Hashing
Short Notes
Hashing maps data of arbitrary size to fixed-size values using a hash function \(h(x)\).
Collision Resolution
- Chaining: Use linked lists at each hash index.
- Open Addressing: Find another empty slot (Linear Probing, Quadratic Probing, Double Hashing).
Key Theories & Formulas
1. Load Factor (\(\alpha\))
\(\alpha = \frac{\text{Number of elements}}{\text{Table size}}\).
- Chaining: \(T_{search} = 1 + \alpha\).
- Open Addressing: \(T_{search} = \frac{1}{1-\alpha}\) (assuming uniform hashing).
2. Probing Formulas
- Linear: \(h(x, i) = (h(x) + i) \pmod m\)
- Quadratic: \(h(x, i) = (h(x) + c_1 i + c_2 i^2) \pmod m\)
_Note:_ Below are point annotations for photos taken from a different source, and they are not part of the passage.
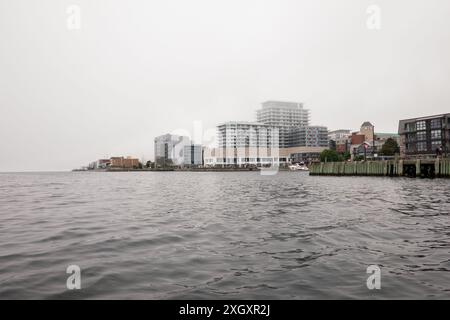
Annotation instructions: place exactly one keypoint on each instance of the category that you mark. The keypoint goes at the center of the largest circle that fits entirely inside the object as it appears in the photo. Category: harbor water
(222, 235)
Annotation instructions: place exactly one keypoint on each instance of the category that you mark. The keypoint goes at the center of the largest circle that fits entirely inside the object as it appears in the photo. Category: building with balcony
(193, 155)
(283, 115)
(169, 150)
(425, 137)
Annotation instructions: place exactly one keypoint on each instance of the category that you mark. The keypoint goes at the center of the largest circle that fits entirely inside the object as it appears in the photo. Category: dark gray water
(222, 236)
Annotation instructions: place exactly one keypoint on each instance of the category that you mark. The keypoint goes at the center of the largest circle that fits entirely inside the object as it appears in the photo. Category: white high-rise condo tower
(285, 116)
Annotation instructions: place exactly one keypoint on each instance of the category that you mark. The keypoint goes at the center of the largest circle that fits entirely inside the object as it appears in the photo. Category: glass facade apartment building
(193, 155)
(169, 149)
(246, 143)
(421, 137)
(283, 115)
(310, 136)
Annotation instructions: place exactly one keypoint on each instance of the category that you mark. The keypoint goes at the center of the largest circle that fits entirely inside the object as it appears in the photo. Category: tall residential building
(368, 130)
(310, 136)
(339, 136)
(193, 155)
(422, 137)
(169, 149)
(245, 143)
(241, 134)
(283, 115)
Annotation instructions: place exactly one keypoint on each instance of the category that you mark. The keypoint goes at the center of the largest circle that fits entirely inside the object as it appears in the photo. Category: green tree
(390, 147)
(329, 156)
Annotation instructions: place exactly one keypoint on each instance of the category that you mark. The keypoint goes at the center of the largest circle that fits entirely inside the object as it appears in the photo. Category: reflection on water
(222, 235)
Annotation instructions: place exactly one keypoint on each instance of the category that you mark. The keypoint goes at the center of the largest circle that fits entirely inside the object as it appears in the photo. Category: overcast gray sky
(138, 69)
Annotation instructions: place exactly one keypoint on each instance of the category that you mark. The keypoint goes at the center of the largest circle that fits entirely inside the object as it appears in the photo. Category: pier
(425, 168)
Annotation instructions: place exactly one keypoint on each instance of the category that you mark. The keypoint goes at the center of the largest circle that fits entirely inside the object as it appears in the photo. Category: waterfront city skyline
(112, 86)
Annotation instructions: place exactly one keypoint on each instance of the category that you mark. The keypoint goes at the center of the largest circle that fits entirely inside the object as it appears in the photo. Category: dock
(426, 168)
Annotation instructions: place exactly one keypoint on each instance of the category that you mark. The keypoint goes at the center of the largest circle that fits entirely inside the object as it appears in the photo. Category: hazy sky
(138, 69)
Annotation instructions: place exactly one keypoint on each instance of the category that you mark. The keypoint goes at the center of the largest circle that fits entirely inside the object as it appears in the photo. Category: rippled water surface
(222, 236)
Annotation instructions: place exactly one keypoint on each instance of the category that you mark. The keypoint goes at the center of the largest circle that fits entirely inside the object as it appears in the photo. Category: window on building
(421, 125)
(421, 135)
(436, 134)
(421, 146)
(436, 124)
(410, 127)
(435, 144)
(411, 137)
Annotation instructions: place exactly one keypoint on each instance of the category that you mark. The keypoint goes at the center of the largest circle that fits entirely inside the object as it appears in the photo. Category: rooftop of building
(282, 104)
(341, 131)
(427, 117)
(367, 124)
(244, 123)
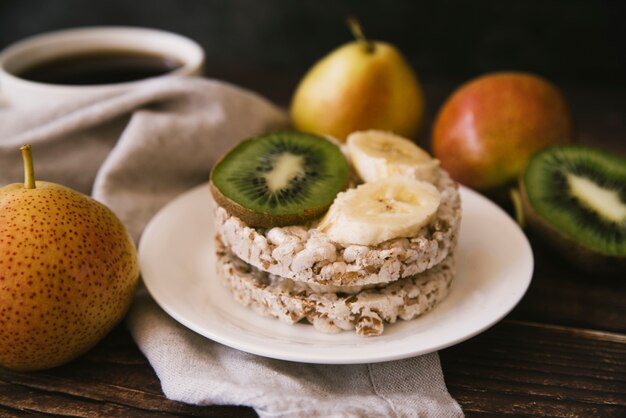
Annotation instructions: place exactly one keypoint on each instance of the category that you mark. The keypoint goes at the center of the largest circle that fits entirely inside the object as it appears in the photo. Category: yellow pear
(361, 85)
(68, 270)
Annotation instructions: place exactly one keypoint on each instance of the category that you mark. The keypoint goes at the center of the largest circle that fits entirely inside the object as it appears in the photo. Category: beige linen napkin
(136, 151)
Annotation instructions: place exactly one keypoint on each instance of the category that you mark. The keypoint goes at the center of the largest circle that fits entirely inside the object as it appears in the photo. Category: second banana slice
(381, 210)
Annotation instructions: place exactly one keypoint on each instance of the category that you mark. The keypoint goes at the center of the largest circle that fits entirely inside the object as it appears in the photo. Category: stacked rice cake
(305, 271)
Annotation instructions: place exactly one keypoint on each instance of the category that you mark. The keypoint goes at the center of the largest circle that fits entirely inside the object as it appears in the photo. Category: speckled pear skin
(68, 270)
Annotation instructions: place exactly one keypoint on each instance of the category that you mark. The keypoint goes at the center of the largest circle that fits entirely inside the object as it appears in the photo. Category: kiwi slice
(575, 196)
(281, 178)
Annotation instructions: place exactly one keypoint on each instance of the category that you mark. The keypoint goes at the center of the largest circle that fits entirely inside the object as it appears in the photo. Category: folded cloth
(137, 150)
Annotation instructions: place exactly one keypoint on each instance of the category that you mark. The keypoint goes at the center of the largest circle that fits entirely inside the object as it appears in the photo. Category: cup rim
(193, 62)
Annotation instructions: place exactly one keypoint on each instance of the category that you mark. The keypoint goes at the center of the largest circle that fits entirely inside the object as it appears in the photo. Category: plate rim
(321, 359)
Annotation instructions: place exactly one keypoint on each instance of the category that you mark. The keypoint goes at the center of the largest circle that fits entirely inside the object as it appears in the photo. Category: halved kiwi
(279, 179)
(575, 197)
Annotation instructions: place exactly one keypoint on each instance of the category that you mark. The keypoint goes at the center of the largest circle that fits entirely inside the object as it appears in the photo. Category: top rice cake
(304, 253)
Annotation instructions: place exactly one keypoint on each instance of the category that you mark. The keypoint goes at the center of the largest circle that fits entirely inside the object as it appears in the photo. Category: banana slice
(384, 209)
(378, 154)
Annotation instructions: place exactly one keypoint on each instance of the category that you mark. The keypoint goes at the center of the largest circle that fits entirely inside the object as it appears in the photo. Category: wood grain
(560, 353)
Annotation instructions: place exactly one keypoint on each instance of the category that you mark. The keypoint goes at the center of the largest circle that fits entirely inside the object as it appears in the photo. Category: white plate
(494, 264)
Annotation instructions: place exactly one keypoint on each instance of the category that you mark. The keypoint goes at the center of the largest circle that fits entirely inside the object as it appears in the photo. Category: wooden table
(561, 352)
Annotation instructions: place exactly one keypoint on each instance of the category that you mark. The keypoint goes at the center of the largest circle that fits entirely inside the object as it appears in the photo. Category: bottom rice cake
(334, 309)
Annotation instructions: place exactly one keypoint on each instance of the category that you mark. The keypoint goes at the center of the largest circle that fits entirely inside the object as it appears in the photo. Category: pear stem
(29, 170)
(516, 198)
(357, 32)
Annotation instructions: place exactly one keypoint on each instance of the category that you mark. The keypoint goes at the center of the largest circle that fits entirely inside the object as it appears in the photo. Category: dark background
(267, 45)
(581, 41)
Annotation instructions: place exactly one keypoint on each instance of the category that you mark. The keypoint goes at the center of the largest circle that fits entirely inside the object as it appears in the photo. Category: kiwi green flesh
(249, 183)
(579, 216)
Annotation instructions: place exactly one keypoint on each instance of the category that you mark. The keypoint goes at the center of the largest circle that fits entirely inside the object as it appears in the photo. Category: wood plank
(535, 370)
(562, 295)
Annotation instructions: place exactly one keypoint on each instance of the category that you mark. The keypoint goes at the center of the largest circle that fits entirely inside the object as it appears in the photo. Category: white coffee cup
(46, 47)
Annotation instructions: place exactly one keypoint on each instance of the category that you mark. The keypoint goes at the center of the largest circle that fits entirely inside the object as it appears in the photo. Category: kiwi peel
(574, 197)
(279, 179)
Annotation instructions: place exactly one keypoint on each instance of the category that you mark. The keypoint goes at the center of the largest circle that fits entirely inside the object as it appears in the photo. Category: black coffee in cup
(99, 67)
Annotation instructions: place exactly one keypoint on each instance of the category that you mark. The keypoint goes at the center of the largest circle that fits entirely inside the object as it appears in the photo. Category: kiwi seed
(279, 179)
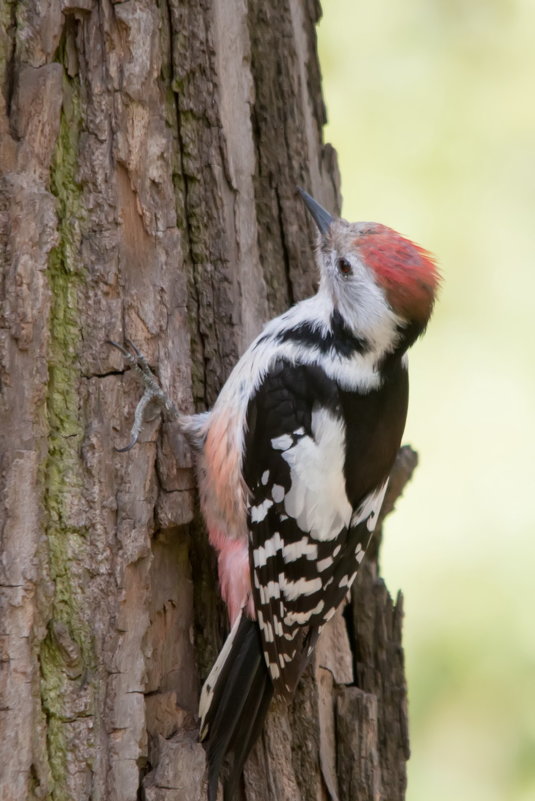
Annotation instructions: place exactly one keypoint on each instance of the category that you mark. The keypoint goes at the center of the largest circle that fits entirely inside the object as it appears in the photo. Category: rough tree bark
(149, 157)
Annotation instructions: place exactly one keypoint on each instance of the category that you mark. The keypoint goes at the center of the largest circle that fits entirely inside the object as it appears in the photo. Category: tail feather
(234, 703)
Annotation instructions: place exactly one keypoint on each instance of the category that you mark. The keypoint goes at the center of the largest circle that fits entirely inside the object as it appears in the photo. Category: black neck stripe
(340, 338)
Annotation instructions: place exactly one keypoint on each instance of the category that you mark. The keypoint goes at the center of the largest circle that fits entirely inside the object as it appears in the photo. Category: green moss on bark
(66, 654)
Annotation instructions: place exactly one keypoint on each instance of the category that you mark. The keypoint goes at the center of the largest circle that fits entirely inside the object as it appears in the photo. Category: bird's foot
(153, 390)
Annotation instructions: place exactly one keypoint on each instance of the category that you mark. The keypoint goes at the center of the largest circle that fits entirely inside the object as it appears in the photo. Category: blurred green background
(431, 107)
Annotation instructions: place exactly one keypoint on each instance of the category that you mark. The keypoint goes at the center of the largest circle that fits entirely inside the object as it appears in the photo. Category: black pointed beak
(322, 218)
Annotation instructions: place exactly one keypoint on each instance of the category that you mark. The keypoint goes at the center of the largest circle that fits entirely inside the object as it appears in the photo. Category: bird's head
(376, 278)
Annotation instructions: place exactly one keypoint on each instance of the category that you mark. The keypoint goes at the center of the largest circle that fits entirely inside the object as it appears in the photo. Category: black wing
(307, 536)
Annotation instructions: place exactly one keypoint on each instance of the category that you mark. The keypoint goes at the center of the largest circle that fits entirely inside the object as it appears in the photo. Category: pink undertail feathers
(234, 573)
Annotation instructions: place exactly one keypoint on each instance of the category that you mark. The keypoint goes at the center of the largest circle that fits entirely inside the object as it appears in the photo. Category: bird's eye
(344, 267)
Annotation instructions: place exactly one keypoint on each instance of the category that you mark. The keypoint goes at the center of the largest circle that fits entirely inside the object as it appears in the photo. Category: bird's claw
(153, 390)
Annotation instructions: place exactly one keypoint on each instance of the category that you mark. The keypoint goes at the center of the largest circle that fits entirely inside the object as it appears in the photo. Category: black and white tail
(234, 702)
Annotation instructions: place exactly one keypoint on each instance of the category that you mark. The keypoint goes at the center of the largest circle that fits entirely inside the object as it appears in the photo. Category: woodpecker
(293, 462)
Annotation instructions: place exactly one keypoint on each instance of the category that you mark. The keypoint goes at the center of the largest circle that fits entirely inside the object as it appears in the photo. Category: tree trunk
(149, 156)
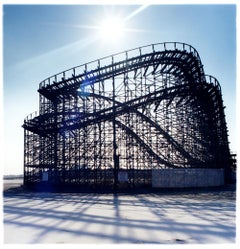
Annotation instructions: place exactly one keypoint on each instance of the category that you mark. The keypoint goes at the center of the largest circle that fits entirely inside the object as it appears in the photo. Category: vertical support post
(55, 145)
(24, 159)
(115, 157)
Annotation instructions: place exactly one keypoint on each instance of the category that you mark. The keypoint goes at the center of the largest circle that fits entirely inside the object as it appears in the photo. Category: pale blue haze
(42, 40)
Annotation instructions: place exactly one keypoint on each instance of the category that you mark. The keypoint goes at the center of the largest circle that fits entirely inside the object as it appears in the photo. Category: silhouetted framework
(108, 123)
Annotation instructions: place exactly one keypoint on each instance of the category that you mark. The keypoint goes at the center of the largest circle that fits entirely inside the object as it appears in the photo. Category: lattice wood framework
(146, 108)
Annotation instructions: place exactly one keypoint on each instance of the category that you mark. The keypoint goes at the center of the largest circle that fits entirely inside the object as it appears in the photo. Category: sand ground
(191, 217)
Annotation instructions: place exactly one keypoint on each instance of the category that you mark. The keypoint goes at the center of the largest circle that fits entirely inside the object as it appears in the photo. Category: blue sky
(42, 40)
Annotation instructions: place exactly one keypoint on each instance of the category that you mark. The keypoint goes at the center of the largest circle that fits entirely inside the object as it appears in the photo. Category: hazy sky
(42, 40)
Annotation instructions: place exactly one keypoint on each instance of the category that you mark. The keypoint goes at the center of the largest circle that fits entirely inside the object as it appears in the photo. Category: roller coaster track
(153, 102)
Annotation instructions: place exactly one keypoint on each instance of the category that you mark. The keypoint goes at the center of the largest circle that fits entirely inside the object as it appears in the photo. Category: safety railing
(108, 60)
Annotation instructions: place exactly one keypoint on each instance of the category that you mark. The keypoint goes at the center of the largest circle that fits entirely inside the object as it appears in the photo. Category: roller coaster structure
(114, 120)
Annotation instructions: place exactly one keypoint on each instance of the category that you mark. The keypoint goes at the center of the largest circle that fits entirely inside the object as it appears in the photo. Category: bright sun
(111, 29)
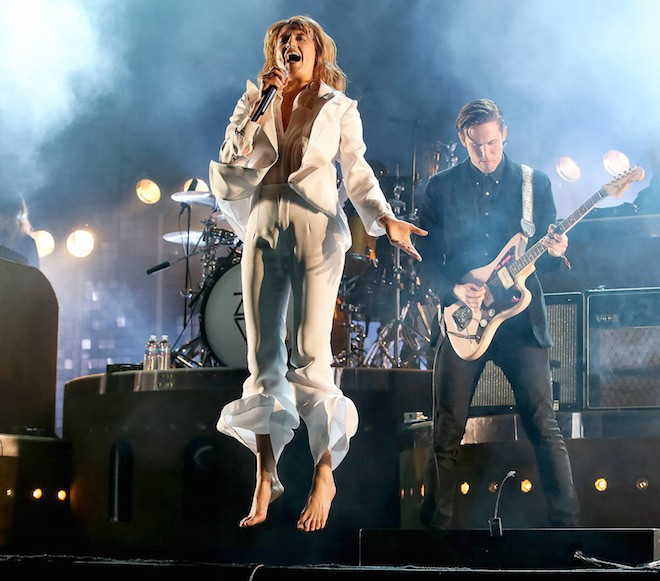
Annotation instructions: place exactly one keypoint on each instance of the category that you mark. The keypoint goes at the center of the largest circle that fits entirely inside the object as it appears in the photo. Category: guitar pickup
(462, 317)
(505, 278)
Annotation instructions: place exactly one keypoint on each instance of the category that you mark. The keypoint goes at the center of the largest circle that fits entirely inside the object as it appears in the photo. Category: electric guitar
(470, 333)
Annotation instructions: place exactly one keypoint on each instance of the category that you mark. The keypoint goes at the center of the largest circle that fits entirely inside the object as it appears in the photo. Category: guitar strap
(527, 221)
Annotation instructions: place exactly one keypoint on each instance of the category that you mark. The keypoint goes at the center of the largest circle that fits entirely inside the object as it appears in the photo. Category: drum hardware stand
(398, 334)
(194, 353)
(352, 354)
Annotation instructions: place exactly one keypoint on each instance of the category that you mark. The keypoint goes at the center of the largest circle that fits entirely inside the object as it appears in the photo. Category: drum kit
(379, 286)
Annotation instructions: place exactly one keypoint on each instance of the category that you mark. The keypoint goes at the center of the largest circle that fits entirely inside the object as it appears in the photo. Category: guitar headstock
(621, 182)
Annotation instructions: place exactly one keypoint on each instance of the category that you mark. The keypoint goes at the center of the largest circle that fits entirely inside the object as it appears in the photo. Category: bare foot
(315, 514)
(268, 490)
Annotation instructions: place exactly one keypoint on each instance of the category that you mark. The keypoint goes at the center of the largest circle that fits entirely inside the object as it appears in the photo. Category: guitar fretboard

- Double: \(h(x, i) = (h_1(x) + i \cdot h_2(x)) \pmod m\)
Example Problems
Problem: Insert 11 into a table of size 10 using Linear Probing with \(h(x) = x \pmod{10}\).
- \(h(11) = 1\).
- If index 1 is full, check index 2. Result: First available slot among \((1, 2, 3...)\).
Hardest GATE Questions
Topic: Clustering and Search Performance Tricky Question (GATE 2011/2015/2019): Which collision resolution technique suffers from Primary Clustering?
- Analysis: Linear Probing. Long runs of occupied slots build up, increasing search time.
- The "Trap": "Search Time in Chaining".
- Question: "Worst case time for a search in a hash table with \(n\) elements using chaining?"
- Answer: \(O(n)\). This happens if all \(n\) elements hash to the same slot (chain length \(= n\)).
- Hard Aspect: Calculating the expected number of probes for a successful/unsuccessful search with specific \(\alpha\).
- For \(\alpha = 0.5\) in Linear Probing: \(E[S] = \frac{1}{2}(1 + \frac{1}{1-0.5}) = 1.5\).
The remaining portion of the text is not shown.